第324回目となる今回、開催に先立って主催の呰部商店会・古林重幸会長が、能登半島地震で被害を受けたブリの名産地・富山県氷見市にお見舞いを述べた後、「昔から『ぶり市の風に当たると風邪をひかない』と言われており、来場されたみなさまにも幸運が訪れると願っている」とあいさつした。
約800メートルの通りが歩行者天国になり、露店が並ぶ中、木を組んで再現された昔ながらの「ぶり小屋」では、岡山市中央卸売市場(岡山市南区)の翔茂水産やMKフーズが氷見市や長崎県産などの天然ブリを市価より2割ほど安く販売。大ぶりな1匹を豪快にさばいて切り売りする姿は多くの人たちの目を引き付けていた。翔茂水産の武田正明さん(60)は「脂の乗りの良いものが入ってきている」と語る。

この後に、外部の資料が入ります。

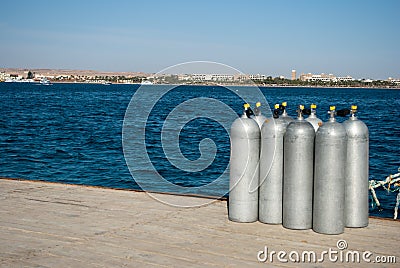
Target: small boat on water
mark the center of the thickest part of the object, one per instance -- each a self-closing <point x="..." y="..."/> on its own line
<point x="45" y="82"/>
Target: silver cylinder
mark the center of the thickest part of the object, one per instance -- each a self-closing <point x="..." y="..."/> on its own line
<point x="244" y="170"/>
<point x="329" y="177"/>
<point x="285" y="115"/>
<point x="260" y="119"/>
<point x="313" y="119"/>
<point x="298" y="175"/>
<point x="271" y="171"/>
<point x="356" y="179"/>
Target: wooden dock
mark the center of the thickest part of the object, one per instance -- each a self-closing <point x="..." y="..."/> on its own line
<point x="56" y="225"/>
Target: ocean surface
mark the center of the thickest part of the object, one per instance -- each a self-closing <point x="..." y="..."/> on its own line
<point x="72" y="133"/>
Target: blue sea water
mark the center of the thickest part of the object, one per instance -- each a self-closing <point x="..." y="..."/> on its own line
<point x="72" y="133"/>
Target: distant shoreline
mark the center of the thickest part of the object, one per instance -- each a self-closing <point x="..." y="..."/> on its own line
<point x="214" y="84"/>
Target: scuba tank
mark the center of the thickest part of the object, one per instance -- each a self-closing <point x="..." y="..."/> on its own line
<point x="329" y="176"/>
<point x="244" y="168"/>
<point x="298" y="173"/>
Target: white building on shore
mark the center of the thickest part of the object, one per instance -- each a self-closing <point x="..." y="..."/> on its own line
<point x="324" y="78"/>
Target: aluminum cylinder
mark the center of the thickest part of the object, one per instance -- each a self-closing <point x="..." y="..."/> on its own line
<point x="244" y="170"/>
<point x="271" y="171"/>
<point x="260" y="119"/>
<point x="356" y="179"/>
<point x="298" y="175"/>
<point x="329" y="178"/>
<point x="314" y="120"/>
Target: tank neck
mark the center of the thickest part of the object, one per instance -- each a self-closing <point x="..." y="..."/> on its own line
<point x="353" y="115"/>
<point x="332" y="117"/>
<point x="313" y="114"/>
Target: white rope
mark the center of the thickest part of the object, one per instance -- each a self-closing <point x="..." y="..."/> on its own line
<point x="390" y="180"/>
<point x="396" y="208"/>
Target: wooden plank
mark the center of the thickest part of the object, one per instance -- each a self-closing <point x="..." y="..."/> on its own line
<point x="58" y="225"/>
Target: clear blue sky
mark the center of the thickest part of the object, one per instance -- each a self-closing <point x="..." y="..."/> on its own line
<point x="356" y="37"/>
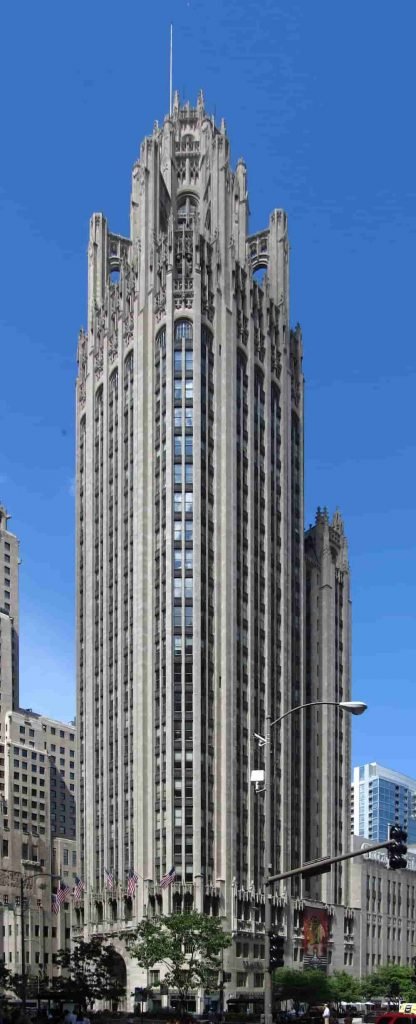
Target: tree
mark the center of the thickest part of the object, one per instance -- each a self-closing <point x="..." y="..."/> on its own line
<point x="390" y="980"/>
<point x="188" y="945"/>
<point x="91" y="972"/>
<point x="344" y="987"/>
<point x="301" y="986"/>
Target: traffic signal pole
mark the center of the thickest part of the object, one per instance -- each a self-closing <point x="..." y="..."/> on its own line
<point x="320" y="866"/>
<point x="268" y="862"/>
<point x="307" y="869"/>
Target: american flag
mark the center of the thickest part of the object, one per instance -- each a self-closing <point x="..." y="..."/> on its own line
<point x="79" y="888"/>
<point x="168" y="879"/>
<point x="59" y="897"/>
<point x="109" y="879"/>
<point x="131" y="883"/>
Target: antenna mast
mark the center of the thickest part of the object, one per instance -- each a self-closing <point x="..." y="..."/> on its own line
<point x="171" y="70"/>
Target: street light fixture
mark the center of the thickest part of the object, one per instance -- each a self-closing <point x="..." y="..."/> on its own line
<point x="351" y="708"/>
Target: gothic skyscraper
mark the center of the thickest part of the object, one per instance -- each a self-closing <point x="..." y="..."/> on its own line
<point x="190" y="539"/>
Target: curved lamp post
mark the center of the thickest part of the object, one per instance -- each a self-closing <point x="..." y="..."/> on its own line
<point x="352" y="708"/>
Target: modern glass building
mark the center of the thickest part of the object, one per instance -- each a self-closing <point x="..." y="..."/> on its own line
<point x="381" y="797"/>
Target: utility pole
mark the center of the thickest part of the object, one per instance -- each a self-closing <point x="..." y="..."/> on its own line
<point x="354" y="708"/>
<point x="23" y="949"/>
<point x="268" y="869"/>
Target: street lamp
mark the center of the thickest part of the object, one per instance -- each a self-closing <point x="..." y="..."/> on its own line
<point x="352" y="708"/>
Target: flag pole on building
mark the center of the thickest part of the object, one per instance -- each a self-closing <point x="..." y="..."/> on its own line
<point x="171" y="70"/>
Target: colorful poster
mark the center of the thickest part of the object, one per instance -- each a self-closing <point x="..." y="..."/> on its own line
<point x="316" y="933"/>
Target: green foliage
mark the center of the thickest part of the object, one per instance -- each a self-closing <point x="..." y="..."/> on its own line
<point x="188" y="944"/>
<point x="391" y="980"/>
<point x="4" y="975"/>
<point x="91" y="972"/>
<point x="344" y="987"/>
<point x="302" y="986"/>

倉敷市から訪れた山本敏恵さん(57)は「昨年買って食べておいしかったのでまた買いに来た。刺身にして食べるのが楽しみ」と笑顔で話していた。このほかステージでは、備中かぐら太鼓や備中神楽などが披露され、多くの人だかりができていた。
山間部に位置し、美作と備中を結ぶ交通の要所として栄えた同地域。ぶり市は江戸時代に一帯が伊勢亀山藩(三重県)の飛地になった際、海産物を食べる機会が少なかった領民を思い、高価なブリを奨励したのが始まりとされる。